La déclaration rappelle les grands principes applicables aux limitations imposées aux droits des personnes concernées dans le cadre de l’état d’urgence dans les États membres:

  • les limitations qui sont de portée générale, extensive ou intrusive dans la mesure où elles vident un droit fondamental de son contenu essentiel ne se justifient pas.
  • Dans des conditions spécifiques, l’article 23 du RGPD autorise les législateurs nationaux à limiter, au moyen d’une mesure législative, la portée des obligations des responsables du traitement et des sous-traitants et les droits des personnes concernées lorsqu’une telle restriction respecte l’essence des libertés et droits fondamentaux et qu’elle constitue une mesure nécessaire et proportionnée dans une société démocratique pour préserver des objectifs importants d’intérêt public général de l’Union ou d’un État membre, notamment en matière de santé publique.
  • Les droits des personnes concernées sont au cœur du droit fondamental à la protection des données et il convient d’interpréter l’article 23 du RGPD et de le lire en tenant compte du fait que leur application devrait constituer la règle générale. Étant donné que les limitations constituent des exceptions à la règle générale, elles ne devraient être appliquées que dans des circonstances circonscrites.
  • Les limitations doivent être prévues «par la loi», et la législation établissant les limitations devrait être suffisamment claire pour permettre aux citoyens de comprendre les conditions dans lesquelles les responsables du traitement sont habilités à y recourir. En outre, les limitations doivent être prévisibles par les personnes qui y sont soumises. Les limitations imposées pour une durée qui n’est pas précisément limitée dans le temps et qui s’appliquent rétroactivement ou qui sont soumises à des conditions non définies ne satisfont pas au critère de prévisibilité.
  • La simple existence d’une pandémie ou toute autre situation d’urgence isolée ne constitue pas une raison suffisante pour imposer une quelconque restriction des droits des personnes concernées; au contraire, toute restriction doit clairement contribuer à la préservation d’un objectif important d’intérêt public général de l’UE ou d’un État membre.
  • L’état d’urgence, adopté dans un contexte de pandémie, est une condition juridique susceptible de légitimer des limitations aux droits des personnes concernées, à condition que ces limitations ne s’appliquent que dans la mesure où elles sont strictement nécessaires et proportionnées afin de préserver l'objectif de santé publique. Par conséquent, les limitations doivent être strictement limitées dans leur portée et dans le temps, étant donné que les droits des personnes concernées peuvent être restreints mais non niés. Par ailleurs, les garanties prévues à l’article 23, paragraphe 2, du RGPD, doivent pleinement s’appliquer.
  • Des limitations adoptées dans le contexte d’un état d’urgence suspendant ou ajournant l’application des droits des personnes concernées ainsi que les obligations incombant aux responsables du traitement des données et des sous-traitants, sans limitation temporelle claire, équivaudraient à une suspension totale de fait et ne seraient pas compatibles avec l’essence des libertés et droits fondamentaux.
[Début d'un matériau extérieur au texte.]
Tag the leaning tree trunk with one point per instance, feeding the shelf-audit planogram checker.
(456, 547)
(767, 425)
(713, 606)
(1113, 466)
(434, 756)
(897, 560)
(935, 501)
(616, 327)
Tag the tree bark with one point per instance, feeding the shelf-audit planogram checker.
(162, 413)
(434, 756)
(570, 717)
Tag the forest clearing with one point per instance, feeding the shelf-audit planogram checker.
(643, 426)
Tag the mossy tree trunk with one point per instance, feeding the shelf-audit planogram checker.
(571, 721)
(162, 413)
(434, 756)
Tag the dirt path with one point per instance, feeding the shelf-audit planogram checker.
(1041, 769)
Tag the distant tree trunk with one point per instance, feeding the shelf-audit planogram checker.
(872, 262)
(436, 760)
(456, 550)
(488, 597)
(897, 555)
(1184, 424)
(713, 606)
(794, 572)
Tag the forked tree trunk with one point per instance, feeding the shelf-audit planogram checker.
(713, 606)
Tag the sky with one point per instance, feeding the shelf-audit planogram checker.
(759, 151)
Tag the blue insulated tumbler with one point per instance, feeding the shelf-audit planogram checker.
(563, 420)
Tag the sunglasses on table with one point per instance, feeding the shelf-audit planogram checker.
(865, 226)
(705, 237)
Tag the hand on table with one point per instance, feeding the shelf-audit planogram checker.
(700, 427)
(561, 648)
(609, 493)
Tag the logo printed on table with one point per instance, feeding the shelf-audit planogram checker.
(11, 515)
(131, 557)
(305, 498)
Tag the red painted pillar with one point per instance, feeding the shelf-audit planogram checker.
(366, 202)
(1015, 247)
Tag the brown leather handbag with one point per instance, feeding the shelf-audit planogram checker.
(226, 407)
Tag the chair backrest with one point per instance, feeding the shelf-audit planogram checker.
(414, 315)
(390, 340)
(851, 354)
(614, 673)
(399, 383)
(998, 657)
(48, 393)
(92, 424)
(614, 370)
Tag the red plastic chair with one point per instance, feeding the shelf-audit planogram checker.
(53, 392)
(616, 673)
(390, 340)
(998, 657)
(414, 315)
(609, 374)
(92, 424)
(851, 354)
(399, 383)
En outre, le comité européen de la protection des données publiera des directives sur la mise en œuvre de l'article 23 du RGPD au cours des mois à venir.

Note aux éditeurs:

Veuillez noter que tous les documents adoptés en séance plénière par le comité européen de la protection des données sont soumis aux vérifications juridiques, linguistiques et de mise en forme nécessaires, et seront publiés sur le site web du comité européen de la protection des données une fois ces vérifications effectuées.